UN postpones key Sri Lanka war crimes report

The UN delays eagerly awaited report on the war crimes probe into Sri Lanka’s brutal separatist war that ended in 2009.

US-SRI LANKA-KERRY-SAMARAWEERA
Foreign Minister Mangala Samaraweera asked for more time to establish a new judicial mechanism to deal with the fallout of the investigation [Reuters]

Sri Lanka’s new government has won a six-month delay in the publication of a report on alleged war crimes, after the UN human rights chief praised its willingness to open the country up to scrutiny.

The postponement came on Monday in response to Sri Lankan demands for more time to establish a new judicial mechanism to deal with the allegations.

I am acutely aware that many victims ... might see this is as the first step towards shelving, or diluting, a report they have long feared they would never see.

by Zeid Ra'ad al-Hussein, UN High Commissioner for Human Rights

The country’s security forces have been accused of widespread human rights violations in the final stages of the civil war that ended in May 2009, including most of approximately 40,000 killings of Tamil civilians in the final weeks of the conflict.

The UN Human Rights Council voted last March to investigate war crimes in Sri Lanka, saying then President Mahinda Rajapaksa had failed to do so properly. The UN inquiry, advised by three experts led by former Finnish President Martti Ahtisaari, was due to report back next month.

UN rights chief Zeid Ra’ad al-Hussein said he had recommended deferral of the team’s report until September, and the president of the Human Rights Council had agreed, given “the changing context in Sri Lanka, and the possibility that important new information may emerge which will strengthen the report”.

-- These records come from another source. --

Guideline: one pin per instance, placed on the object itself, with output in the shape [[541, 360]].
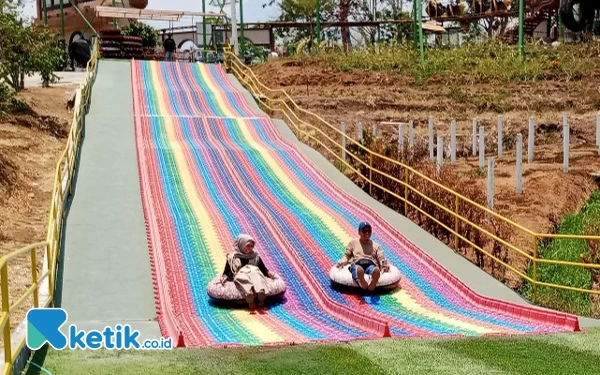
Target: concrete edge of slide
[[474, 277]]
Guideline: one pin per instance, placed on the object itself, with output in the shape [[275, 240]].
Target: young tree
[[26, 50], [302, 11]]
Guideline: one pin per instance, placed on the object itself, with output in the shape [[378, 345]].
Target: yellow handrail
[[278, 100], [62, 188]]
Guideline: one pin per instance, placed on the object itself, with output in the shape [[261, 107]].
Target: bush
[[473, 63], [149, 35], [9, 102]]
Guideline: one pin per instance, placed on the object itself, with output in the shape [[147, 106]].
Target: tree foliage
[[26, 50], [149, 35]]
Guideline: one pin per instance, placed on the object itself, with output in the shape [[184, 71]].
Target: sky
[[253, 10]]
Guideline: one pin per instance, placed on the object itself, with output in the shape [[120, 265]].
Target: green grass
[[568, 250], [472, 63], [571, 353]]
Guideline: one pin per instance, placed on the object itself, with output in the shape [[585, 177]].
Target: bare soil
[[373, 97], [30, 146]]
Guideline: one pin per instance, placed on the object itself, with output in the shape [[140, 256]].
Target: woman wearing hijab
[[246, 269]]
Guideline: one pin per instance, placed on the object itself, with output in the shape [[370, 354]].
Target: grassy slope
[[569, 250], [574, 353]]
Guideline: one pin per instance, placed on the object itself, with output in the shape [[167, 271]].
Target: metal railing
[[62, 189], [311, 126]]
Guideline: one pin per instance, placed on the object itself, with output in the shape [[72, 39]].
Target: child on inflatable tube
[[368, 258]]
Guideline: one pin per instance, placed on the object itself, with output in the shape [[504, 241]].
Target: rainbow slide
[[211, 167]]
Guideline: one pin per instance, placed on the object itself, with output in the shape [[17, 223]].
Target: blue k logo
[[43, 325]]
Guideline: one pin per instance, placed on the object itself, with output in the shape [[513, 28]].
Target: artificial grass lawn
[[571, 353], [569, 250]]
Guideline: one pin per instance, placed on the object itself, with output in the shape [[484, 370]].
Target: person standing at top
[[170, 47]]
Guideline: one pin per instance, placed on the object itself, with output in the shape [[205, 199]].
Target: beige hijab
[[238, 253]]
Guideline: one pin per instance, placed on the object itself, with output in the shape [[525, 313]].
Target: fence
[[13, 344], [309, 126]]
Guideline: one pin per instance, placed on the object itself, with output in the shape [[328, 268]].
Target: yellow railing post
[[370, 173], [6, 312], [535, 257], [461, 201], [406, 192], [50, 276], [36, 292], [316, 125], [456, 202]]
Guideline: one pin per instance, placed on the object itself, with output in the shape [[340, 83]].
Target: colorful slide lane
[[211, 167]]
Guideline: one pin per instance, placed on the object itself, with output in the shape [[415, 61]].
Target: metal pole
[[234, 28], [565, 143], [204, 31], [490, 187], [561, 30], [242, 41], [521, 25], [62, 19], [318, 23], [45, 12], [414, 24], [453, 142], [420, 26]]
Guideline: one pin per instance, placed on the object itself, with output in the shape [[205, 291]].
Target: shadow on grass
[[37, 361]]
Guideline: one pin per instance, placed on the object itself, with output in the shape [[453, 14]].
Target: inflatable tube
[[387, 280], [229, 292]]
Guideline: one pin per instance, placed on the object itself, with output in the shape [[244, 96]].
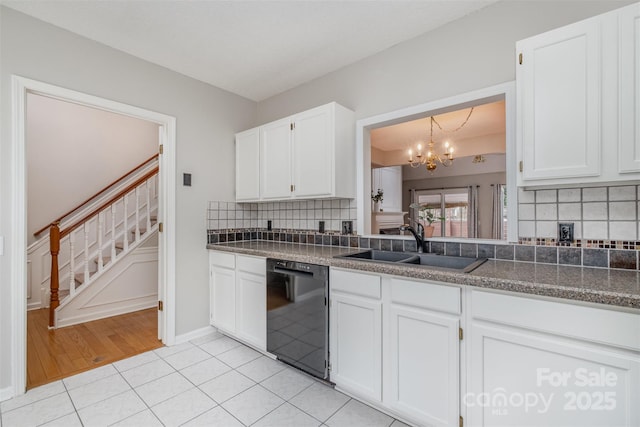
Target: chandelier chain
[[458, 128]]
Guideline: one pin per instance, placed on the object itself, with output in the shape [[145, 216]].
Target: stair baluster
[[125, 237], [86, 252], [148, 208], [54, 246], [100, 232], [72, 264], [113, 232], [137, 233]]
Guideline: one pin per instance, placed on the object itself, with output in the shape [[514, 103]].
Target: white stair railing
[[86, 261]]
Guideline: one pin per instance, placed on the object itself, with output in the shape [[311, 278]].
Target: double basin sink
[[452, 263]]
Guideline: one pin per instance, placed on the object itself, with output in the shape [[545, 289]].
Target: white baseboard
[[6, 393], [194, 334], [147, 302]]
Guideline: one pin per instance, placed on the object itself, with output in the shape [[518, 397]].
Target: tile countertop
[[597, 285]]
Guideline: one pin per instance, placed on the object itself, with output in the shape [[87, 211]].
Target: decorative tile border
[[526, 250], [582, 243]]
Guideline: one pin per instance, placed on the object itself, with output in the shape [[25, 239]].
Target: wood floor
[[59, 353]]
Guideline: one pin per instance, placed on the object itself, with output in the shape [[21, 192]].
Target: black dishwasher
[[297, 315]]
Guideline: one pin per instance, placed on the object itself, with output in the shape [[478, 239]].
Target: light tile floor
[[211, 381]]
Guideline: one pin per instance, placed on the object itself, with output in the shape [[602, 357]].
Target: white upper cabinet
[[629, 72], [577, 87], [559, 87], [305, 156], [275, 160], [248, 165], [313, 153]]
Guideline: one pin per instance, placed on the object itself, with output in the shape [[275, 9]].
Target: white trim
[[167, 242], [198, 333], [363, 145], [6, 393], [18, 240]]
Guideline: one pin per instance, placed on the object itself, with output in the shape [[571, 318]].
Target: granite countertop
[[597, 285]]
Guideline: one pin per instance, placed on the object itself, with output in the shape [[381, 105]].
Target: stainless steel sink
[[453, 263], [384, 256]]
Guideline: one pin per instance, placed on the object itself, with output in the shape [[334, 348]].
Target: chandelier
[[431, 159]]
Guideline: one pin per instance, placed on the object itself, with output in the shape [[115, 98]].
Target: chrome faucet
[[419, 235]]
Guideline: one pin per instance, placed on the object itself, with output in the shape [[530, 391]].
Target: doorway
[[111, 152], [166, 211]]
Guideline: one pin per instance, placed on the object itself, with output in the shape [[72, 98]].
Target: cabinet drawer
[[600, 325], [366, 285], [255, 265], [426, 295], [222, 259]]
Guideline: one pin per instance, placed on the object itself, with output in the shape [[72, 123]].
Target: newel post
[[54, 244]]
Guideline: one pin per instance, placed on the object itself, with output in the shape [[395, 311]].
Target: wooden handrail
[[58, 220], [111, 200]]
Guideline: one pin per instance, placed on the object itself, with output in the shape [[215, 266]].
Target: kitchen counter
[[596, 285]]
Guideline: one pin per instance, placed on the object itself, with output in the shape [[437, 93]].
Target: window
[[451, 204]]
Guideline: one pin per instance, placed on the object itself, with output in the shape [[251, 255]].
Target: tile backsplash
[[293, 215], [602, 216]]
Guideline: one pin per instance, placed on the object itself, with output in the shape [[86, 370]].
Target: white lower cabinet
[[356, 333], [238, 296], [251, 300], [422, 351], [535, 362], [222, 290], [407, 347], [395, 344]]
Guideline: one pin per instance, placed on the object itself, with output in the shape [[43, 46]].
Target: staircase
[[94, 267], [89, 243]]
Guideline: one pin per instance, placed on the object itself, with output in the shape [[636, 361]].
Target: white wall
[[73, 151], [207, 119], [475, 52]]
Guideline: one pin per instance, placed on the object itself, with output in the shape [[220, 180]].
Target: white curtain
[[496, 217], [472, 222]]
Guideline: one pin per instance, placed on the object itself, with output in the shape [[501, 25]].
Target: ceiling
[[255, 49], [486, 119]]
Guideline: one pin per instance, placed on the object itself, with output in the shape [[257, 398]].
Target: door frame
[[18, 241]]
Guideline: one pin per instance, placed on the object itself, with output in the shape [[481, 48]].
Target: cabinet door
[[251, 313], [526, 379], [423, 367], [313, 146], [356, 345], [248, 165], [223, 298], [275, 155], [559, 92], [629, 89]]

The new government had given clear commitments indicating it was prepared to cooperate “on a whole range of important human rights issues – which the previous government had absolutely refused to do – and I need to engage with them to ensure those commitments translate into reality”.

‘Difficult decision’

Zeid stressed it had been a difficult decision to allow the delay and he vowed not to let wrongdoers off the hook.

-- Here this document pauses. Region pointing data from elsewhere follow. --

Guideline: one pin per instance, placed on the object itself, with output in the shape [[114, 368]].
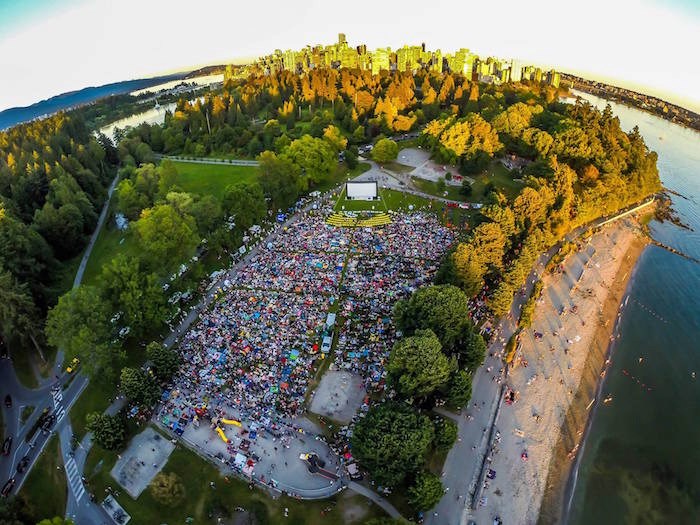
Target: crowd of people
[[252, 354]]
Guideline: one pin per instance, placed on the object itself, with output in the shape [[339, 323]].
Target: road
[[206, 160]]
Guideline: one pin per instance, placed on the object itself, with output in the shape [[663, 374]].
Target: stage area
[[146, 455], [339, 396]]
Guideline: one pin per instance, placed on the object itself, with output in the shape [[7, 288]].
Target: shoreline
[[562, 473], [555, 376]]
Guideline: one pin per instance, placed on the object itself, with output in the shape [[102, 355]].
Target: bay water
[[641, 460]]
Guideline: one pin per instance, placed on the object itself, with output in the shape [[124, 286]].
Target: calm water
[[641, 463], [14, 116]]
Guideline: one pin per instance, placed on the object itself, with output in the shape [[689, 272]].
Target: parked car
[[48, 423], [23, 464], [6, 446], [73, 365], [7, 487]]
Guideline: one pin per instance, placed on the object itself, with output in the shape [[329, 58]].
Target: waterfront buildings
[[406, 58]]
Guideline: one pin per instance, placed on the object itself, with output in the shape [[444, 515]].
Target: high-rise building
[[380, 60], [516, 73]]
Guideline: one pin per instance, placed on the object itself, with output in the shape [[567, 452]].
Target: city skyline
[[93, 43]]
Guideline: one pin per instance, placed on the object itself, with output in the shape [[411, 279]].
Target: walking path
[[376, 498], [208, 160], [464, 466]]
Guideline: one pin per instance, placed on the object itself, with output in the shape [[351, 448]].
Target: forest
[[576, 164]]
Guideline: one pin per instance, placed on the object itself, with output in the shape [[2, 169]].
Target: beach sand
[[556, 377]]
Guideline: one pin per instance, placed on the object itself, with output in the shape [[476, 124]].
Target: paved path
[[207, 160], [463, 468], [376, 498], [398, 181], [100, 222]]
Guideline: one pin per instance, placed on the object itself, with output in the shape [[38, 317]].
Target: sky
[[48, 47]]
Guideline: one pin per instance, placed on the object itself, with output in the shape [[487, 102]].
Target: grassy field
[[110, 243], [46, 487], [205, 504], [211, 179], [500, 177]]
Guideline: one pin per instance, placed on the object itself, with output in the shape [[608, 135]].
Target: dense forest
[[53, 175], [574, 161]]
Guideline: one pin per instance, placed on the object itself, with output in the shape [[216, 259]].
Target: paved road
[[206, 160], [462, 471]]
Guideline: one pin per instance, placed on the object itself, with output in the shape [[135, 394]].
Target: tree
[[385, 150], [246, 203], [167, 489], [80, 324], [426, 491], [472, 351], [501, 299], [109, 431], [392, 441], [445, 433], [166, 237], [138, 387], [441, 308], [61, 227], [279, 178], [335, 138], [18, 314], [417, 366], [56, 520], [164, 361], [459, 391], [135, 293]]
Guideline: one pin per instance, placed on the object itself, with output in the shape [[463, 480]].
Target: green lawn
[[46, 488], [205, 504], [211, 179], [397, 167], [430, 187], [21, 360], [110, 243]]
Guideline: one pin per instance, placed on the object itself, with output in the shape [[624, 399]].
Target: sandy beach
[[555, 375]]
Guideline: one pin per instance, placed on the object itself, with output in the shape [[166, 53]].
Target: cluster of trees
[[434, 361], [53, 175], [579, 165]]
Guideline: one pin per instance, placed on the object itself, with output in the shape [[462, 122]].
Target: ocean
[[13, 116], [641, 461]]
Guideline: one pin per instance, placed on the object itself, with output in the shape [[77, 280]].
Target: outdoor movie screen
[[361, 190]]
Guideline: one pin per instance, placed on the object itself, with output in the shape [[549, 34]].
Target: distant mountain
[[13, 116]]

“I am acutely aware that many victims … might see this is as the first step towards shelving, or diluting, a report they have long feared they would never see,” he said.

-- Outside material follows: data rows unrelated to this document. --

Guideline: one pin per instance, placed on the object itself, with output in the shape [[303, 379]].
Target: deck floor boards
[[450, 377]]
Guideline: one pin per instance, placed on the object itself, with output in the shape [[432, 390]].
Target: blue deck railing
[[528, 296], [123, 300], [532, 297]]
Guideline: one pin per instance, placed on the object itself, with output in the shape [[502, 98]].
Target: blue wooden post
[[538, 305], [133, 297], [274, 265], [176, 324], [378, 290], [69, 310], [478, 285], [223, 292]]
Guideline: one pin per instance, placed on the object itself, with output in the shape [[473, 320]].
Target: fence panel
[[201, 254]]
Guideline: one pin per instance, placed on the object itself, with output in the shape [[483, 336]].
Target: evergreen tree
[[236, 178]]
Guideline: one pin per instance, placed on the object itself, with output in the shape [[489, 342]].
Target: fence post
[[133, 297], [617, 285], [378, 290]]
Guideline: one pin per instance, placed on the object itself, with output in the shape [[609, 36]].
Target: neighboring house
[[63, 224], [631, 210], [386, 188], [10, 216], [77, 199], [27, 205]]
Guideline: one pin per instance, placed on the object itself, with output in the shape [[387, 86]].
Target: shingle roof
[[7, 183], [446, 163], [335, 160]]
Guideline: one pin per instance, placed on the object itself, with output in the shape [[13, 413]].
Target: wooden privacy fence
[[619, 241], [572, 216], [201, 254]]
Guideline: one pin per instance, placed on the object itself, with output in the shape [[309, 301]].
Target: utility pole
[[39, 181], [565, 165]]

In a letter to Zeid, Foreign Minister Mangala Samaraweera set out reforms the government planned to implement within 100 days, including ensuring justice for war crimes, the Reuters news agency reported on Monday.

Samaraweera said he had invited Zeid to Sri Lanka, and all media restrictions and blocks on news websites had been lifted, the agency said.

The previous government of longtime strongman Rajapaksa had flatly refused to cooperate with the UN-mandated investigation into allegations that government forces killed up to 40,000 Tamil civilians while defeating the separatists in 2009.

The UN estimates at least 100,000 people were killed in the conflict against the Tamils between 1972 and 2009.